Nicolas Rey nous fait du
Nicolas Rey, même avec sujet imposé. Il y développe son célèbre
romantisme sauvage, par la genèse, où la partie masculine du binôme
amoureux se casse les dents sur la réalité de l’indifférence
pour finir désabusé et la proie d’addictions psychotropes.
Rey dévoile ici
l’origine de son mal être et celui de ses personnages. Fracassé
en pleine adolescence, le cœur en mille morceaux, anéanti dans
l’engouement d’une sincérité première, d’un élan naïf où
la moindre protection relèverait du manque flagrant d’éthique. Et
toutes nos pensées étant conditionnées par la première expérience
comme l’écrivait Nietzsche, la divergence prend racine avec tout
au long du tunnel : alcoolisme, tabagie, récurrence de
l’anxiolytique et peut-être quelques lignes de blanche.
Rey introduit habilement
une différence de classe sociale entre ces deux juvéniles
protagonistes. Marius, fils de pauvre profite pour la première fois
de vacances (à Deauville). Emma, elle, est fille de bourgeois. Pour
lui, elle est une chance historique ; pour elle, il est un
amusement passager.

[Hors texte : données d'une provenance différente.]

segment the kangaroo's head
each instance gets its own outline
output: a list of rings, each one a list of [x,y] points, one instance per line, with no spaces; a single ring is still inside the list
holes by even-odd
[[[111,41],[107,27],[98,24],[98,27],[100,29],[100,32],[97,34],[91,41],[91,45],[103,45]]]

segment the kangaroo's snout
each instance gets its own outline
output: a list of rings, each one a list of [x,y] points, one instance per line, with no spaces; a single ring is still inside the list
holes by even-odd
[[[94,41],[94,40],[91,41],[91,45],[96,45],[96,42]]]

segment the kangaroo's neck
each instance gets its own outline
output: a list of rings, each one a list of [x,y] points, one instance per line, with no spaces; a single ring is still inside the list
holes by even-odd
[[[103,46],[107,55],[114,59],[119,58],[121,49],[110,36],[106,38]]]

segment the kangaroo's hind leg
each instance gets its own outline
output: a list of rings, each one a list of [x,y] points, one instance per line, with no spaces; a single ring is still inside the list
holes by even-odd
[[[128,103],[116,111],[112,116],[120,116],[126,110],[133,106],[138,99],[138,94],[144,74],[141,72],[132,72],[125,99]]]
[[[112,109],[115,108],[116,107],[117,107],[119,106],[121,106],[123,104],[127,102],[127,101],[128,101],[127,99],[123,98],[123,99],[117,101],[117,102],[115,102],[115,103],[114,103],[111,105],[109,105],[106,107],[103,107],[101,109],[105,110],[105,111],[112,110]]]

Leur écart de rang pourrait en être la cause,
car se mêle au désir physique tout un faisceau d’intérêts plus
ou moins objectifs et conscients qui forme l’amour.
Pour conclure, l’homonyme
du célèbre réalisateur de Johnny Guitar nous a fait un beau hors
sujet au vu du défi lancé par la collection, mais il nous dévoile
une part du mystère de son œuvre et de sa vision.
Dans la même collection,
je me permets de vous conseiller le « Spiridon superstar »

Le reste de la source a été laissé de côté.